Package for loading data from bgen files
Project description
Another bgen reader
This is a package for reading bgen files.
This package uses cython to wrap c++ code for parsing bgen files. It's fairly quick, it can parse genotypes from 500,000 individuals at ~300 variants per second within a single python process (~450 million probabilities per second with a 3GHz CPU). Decompressing the genotype probabilities is the slow step, zlib decompression takes 80% of the total time, using zstd compressed genotypes would be much faster, maybe 2-3X faster?
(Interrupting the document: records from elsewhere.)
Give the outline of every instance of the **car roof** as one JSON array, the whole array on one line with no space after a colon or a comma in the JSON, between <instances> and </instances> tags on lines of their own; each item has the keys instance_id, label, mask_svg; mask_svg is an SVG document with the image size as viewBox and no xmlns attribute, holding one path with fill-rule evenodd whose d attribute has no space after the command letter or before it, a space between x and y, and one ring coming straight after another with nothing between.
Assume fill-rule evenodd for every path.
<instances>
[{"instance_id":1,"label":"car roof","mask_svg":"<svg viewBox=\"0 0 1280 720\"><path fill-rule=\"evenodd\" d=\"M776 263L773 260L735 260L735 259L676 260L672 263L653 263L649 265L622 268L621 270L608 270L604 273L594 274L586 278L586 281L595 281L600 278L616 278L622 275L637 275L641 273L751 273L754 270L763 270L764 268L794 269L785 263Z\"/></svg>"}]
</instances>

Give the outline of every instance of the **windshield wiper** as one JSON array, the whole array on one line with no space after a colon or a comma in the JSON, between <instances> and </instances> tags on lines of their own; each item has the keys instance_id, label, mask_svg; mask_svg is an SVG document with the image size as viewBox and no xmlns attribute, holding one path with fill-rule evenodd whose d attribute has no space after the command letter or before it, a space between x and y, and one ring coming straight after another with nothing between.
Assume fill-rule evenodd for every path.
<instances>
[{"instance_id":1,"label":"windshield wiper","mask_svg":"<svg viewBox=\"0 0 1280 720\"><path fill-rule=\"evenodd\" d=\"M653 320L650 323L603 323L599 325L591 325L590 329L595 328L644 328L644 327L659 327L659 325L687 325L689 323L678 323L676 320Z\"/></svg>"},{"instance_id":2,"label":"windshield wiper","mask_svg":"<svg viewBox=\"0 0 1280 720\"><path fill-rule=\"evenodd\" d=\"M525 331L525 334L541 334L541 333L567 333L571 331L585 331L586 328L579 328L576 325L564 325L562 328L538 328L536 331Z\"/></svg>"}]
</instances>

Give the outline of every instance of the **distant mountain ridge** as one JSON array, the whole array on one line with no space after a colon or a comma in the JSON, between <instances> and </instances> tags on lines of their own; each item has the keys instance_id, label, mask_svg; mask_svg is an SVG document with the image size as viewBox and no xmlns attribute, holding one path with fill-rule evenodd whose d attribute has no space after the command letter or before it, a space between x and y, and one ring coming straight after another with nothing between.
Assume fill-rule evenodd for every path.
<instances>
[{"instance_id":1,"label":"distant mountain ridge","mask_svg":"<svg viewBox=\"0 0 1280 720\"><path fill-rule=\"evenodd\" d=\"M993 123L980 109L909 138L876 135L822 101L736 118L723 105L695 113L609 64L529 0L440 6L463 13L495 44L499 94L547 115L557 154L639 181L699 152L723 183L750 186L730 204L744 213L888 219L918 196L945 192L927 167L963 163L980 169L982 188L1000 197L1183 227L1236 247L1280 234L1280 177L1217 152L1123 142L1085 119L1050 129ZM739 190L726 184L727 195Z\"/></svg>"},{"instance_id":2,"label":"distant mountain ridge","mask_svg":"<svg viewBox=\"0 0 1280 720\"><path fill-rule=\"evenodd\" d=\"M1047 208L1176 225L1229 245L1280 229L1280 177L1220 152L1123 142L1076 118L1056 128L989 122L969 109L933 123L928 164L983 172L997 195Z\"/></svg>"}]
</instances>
This has been optimized for UKBiobank bgen files (i.e. bgen version 1.2 with zlib compressed 8-bit genotype probabilities, but the other bgen versions and zstd compression have also been tested using example bgen files).
Install
pip install bgen
Usage
from bgen import BgenReader
bfile = BgenReader(BGEN_PATH)
rsids = bfile.rsids()
# select a variant by indexing
var = bfile[1000]
# pull out genotype probabilities
probs = var.probabilities # returns 2D numpy array
dosage = var.minor_allele_dosage # returns 1D numpy array for biallelic variant
# iterate through every variant in the file
with BgenReader(BGEN_PATH, delay_parsing=True) as bfile:
for var in bfile:
dosage = var.minor_allele_dosage
# get all variants in a genomic region
variants = bfile.fetch('21', 10000, 5000000)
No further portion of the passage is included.